Ein großes Medienaufgebot war am Aschermittwochabend im Wanner Mondpalast vertreten. Neben WDR, SAT1 und verschiedenen Agenturen brachten vor allem zahlreiche Hörfunkredaktionen den Ton-Ingenieur des Mondpalastes ins Schwitzen. Denn zu viele Teams hatten sich in die Tonanlage eingestöpselt, sodass die Technik zunächst streikte. Aber nach fünf Minuten hatte der Mann die Anlage wieder im Griff.

Knapp 300 Gäste konnten Christian Stratmann und Thomas Nückel begrüßen. Prominentester Gast war der Bundesgesundheitsminister Daniel Bahr (FDP). Zwar nicht in Wanne anwesend aber in den Reden präsent war der Kandidat für das Amt des Bundespräsidenten Joachim Gauck. Daniel Bahr: „Die Liberalen haben als es darauf ankam Joachim Gauck klar und mutig durchgesetzt.“

Bahr, der auch FDP-Landesvorsitzender ist, attestierte der FDP um Philipp Rösler ein mutiges Verhalten. Die Bürger können sich auf die FDP als oftmals nötiges Korrektiv verlassen.“ Daniel Bahr ist sich sicher, dass Gauck als Bundespräsident die Menschen für die Idee der Freiheit begeistern wird. Die Debatte innerhalb der Grünen über Gauck zeige, so Bahr, dass die Grünen Gauck nicht aus Überzeugung, sondern nur aus taktischen Erwägungen heraus nominiert hätten.

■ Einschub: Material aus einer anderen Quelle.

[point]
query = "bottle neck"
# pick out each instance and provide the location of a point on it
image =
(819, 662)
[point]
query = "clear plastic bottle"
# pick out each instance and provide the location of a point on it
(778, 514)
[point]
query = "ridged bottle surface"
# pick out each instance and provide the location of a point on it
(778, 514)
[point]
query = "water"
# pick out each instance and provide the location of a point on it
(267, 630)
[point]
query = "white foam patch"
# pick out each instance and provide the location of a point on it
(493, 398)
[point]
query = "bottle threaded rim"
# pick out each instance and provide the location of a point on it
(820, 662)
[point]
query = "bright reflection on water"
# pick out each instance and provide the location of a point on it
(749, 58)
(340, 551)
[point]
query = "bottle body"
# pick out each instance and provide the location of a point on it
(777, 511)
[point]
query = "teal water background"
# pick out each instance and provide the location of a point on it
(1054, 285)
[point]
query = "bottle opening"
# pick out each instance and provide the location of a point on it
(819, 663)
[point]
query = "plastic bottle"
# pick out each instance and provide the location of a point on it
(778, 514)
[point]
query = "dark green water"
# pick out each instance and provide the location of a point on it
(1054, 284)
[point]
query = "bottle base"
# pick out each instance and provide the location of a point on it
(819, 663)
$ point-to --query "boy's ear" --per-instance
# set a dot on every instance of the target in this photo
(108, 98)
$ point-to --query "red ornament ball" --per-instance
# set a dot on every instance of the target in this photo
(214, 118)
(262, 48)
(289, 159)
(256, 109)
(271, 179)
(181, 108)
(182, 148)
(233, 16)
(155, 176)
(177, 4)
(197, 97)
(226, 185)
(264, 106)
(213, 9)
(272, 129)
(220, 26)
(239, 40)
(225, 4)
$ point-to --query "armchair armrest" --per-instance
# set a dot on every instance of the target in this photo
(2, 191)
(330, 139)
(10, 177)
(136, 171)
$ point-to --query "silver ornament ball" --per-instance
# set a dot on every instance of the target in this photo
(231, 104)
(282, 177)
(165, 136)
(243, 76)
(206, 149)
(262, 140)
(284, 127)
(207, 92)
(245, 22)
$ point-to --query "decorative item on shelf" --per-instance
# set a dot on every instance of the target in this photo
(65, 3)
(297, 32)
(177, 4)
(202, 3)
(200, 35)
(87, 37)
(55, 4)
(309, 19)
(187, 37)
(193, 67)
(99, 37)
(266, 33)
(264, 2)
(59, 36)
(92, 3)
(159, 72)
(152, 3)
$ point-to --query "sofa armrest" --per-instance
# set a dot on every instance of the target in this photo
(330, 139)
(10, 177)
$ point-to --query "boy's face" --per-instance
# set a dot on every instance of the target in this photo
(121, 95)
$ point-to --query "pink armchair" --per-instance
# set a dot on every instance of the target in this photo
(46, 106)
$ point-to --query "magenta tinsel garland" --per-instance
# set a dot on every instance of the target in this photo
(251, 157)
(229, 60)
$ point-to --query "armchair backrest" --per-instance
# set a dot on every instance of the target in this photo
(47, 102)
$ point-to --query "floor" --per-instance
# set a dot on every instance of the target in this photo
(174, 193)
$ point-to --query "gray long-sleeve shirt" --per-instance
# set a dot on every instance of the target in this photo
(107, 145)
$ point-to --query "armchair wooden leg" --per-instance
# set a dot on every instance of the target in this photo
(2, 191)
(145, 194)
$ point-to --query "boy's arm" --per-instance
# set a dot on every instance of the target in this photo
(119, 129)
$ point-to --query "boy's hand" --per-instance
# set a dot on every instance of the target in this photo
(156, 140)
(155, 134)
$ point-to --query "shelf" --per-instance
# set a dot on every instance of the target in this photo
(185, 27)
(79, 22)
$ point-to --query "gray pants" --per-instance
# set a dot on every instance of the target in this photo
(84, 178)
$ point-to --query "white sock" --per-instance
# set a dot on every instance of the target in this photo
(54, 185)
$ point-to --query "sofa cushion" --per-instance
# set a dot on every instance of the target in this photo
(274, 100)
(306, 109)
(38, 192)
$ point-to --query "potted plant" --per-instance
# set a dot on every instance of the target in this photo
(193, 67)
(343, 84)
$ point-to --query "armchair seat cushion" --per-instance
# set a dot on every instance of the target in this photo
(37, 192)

Die Diskussion über Gaucks Ehesituation bezeichnete Bahr als peinlich.

Mit Blick auf die Landespolitik warnte Bahr vor einer Verbotskultur der Landesregierung. „Die Liste der Verbote, die Union, SPD und Grüne wollen, kennt kaum Grenzen: Plastiktütenverbot, Heizpilzverbot, Handyverbot in Kulturveranstaltungen, mindestens einmal die Woche Fleischverbot und so weiter. Neustes Vorhaben: Die Rücknahme der liberalen Ladenöffnungszeiten in NRW.“ so Bahr. Für die FDP sei es wichtig, dass das Zusammenspiel von Händlern und Verbrauchern entscheiden solle, wie lange Einzelhändler ihre Läden öffneten. Das aktuelle Gesetz sei „eine heute allgemein akzeptierte Regelung.“ fasste der Landeschef zusammen.
„Wir wollen, dass Arbeitnehmer geschützt werden, dass das Zusammenspiel von Händlern und Verbrauchern entscheidet, wann Läden geöffnet sind, und nicht, dass grüne Umerzieher und rote Verbotsfetischisten von Düsseldorfer Schreibtischen aus entscheiden, wann der Supermarkt um die Ecke öffnen darf. Wir sagen klar: Finger weg vom Ladenschluss!“

Bahr ging auch auf die laufende Diskussion über den Landeshaushalt 2012 ein. Wichtigstes Ziel der Freidemokraten in NRW sei die Generationengerechtigkeit und die damit verbundene Sparpolitik. „Die FDP steht für Einsparungen und weniger Schulden, ein viel zu hoher Schuldenturm, der auf künftige Generationen herabstürzen wird, ist nicht unsere Baustelle. Frau Kraft und Frau Löhrmann müssen sich entscheiden, ob sie die Fahrt in den Schuldenstaat mit einem dunkelroten Turbo beschleunigen wollen oder ob sie den liberalen Fuß auf der Schuldenbremse akzeptieren.“, so der Landesvorsitzende unter dem Beifall der Gäste.